According to professional service firm PwC, the Granite City is at a crossroads, with two possible outcomes: the prize of being a global energy capital for the next 40 years, or declining prosperity.
The report, Northern Lights, also says the city has every reason to look forward to a bright future, with as much as 24billion barrels of oil left in the North Sea, exploration west of Shetland, decommissioning business and a growing offshore wind industry.
It adds, however, that there is a dearth of young talent and suggests the city sets up an energy academy.
It also urges the UK Government to view the North Sea as an opportunity for investment and not a cash cow.
PwC’s report says: “The city and the industry should focus on publicising and talking up the opportunities for growth and thereby dispelling the perception of managed volume decline.
“Aberdeen has reached a crossroads.
“Business as usual and the possibility of a managed decline, or all the stakeholders collaborating to grasp the many opportunities within reach.”
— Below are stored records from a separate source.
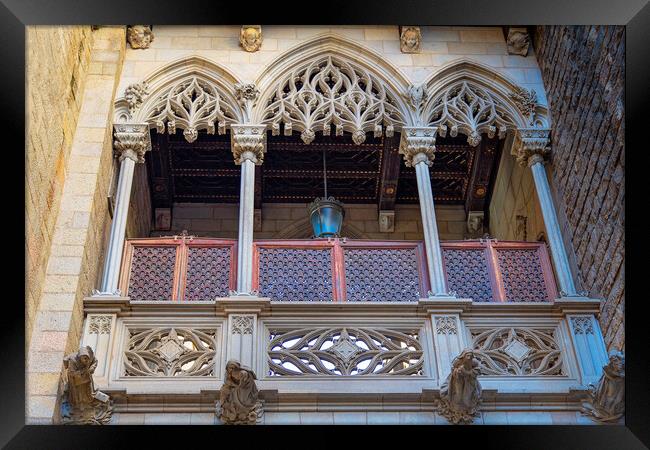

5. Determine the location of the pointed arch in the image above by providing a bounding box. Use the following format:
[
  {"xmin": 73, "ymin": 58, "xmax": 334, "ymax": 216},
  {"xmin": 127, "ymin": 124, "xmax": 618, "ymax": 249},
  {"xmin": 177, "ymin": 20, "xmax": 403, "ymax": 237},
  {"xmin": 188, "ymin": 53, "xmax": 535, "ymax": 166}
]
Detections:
[
  {"xmin": 115, "ymin": 56, "xmax": 249, "ymax": 142},
  {"xmin": 253, "ymin": 33, "xmax": 409, "ymax": 144},
  {"xmin": 420, "ymin": 58, "xmax": 550, "ymax": 146}
]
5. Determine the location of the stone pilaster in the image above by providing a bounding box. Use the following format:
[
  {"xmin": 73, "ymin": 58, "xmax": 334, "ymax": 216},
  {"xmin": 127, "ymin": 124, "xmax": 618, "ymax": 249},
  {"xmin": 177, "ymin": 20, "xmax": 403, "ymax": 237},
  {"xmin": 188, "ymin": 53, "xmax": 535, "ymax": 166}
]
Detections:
[
  {"xmin": 231, "ymin": 125, "xmax": 266, "ymax": 296},
  {"xmin": 399, "ymin": 127, "xmax": 449, "ymax": 297},
  {"xmin": 511, "ymin": 129, "xmax": 577, "ymax": 296},
  {"xmin": 97, "ymin": 123, "xmax": 151, "ymax": 295}
]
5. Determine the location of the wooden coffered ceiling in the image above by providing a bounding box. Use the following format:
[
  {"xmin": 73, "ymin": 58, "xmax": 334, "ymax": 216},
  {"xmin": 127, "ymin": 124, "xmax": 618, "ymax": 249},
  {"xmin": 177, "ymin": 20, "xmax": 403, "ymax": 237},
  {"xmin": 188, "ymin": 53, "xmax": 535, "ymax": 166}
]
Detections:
[{"xmin": 146, "ymin": 131, "xmax": 502, "ymax": 216}]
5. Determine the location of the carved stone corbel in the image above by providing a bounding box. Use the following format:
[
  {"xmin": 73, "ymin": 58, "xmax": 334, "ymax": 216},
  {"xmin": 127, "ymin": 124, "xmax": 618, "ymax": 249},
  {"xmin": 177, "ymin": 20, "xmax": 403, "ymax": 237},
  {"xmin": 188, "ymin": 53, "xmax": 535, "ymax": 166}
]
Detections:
[
  {"xmin": 61, "ymin": 345, "xmax": 113, "ymax": 425},
  {"xmin": 435, "ymin": 348, "xmax": 482, "ymax": 425},
  {"xmin": 216, "ymin": 360, "xmax": 264, "ymax": 425},
  {"xmin": 126, "ymin": 25, "xmax": 153, "ymax": 49},
  {"xmin": 399, "ymin": 127, "xmax": 436, "ymax": 167},
  {"xmin": 511, "ymin": 128, "xmax": 551, "ymax": 167},
  {"xmin": 506, "ymin": 27, "xmax": 530, "ymax": 56},
  {"xmin": 113, "ymin": 123, "xmax": 151, "ymax": 163},
  {"xmin": 581, "ymin": 351, "xmax": 625, "ymax": 423},
  {"xmin": 239, "ymin": 25, "xmax": 262, "ymax": 52},
  {"xmin": 230, "ymin": 125, "xmax": 266, "ymax": 166},
  {"xmin": 399, "ymin": 26, "xmax": 422, "ymax": 53}
]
The report comes just 24 hours after the chief executive of industry body Oil and Gas UK, Malcolm Webb, said that a resolution to the damaging tax crisis imposed on the oil and gas producers in the UK budget would be game changing for the industry.
He was speaking at the annual Pilot Share Fair event at Aberdeen Exhibition and Conference Centre, which had a record attendance of more than 1,100 people.
Mr Webb said that there had only been two major asset sales since 2008, while exploration and appraisal drilling had slumped by 40% this year.
The March Budget and issues over decommissioning were factors in both cases, he added, however, he said there was now a real prospect that by next year’s Budget there would be new measures, such as field allowances, to mitigate the damage done plus a possible resolution to the decommissioning uncertainty.
Mr Webb said the formation of a fiscal forum between the Treasury and industry was also encouraging.
He added: “If all of these come together, it could be a game-changing event for the UK North Sea.”
Opening the event, Scottish Secretary Michael Moore said the government recognised the contribution of the industry to the economy.
He added that recent developments in the UK North Sea, including BP’s £4.5billion Clair Ridge development, showed it remained attractive for investment.
He said: “Many are concerned with the tax changes in the Budget and we understand and agree we must keep the channels of communication open to discuss tax and related matters.
“We recognise the importance that to have continued investment in the North Sea marginal fields need to be developed.
“We are also committed to working on decommissioning, with a view to announcing longer-term certainty in the Budget 2012.”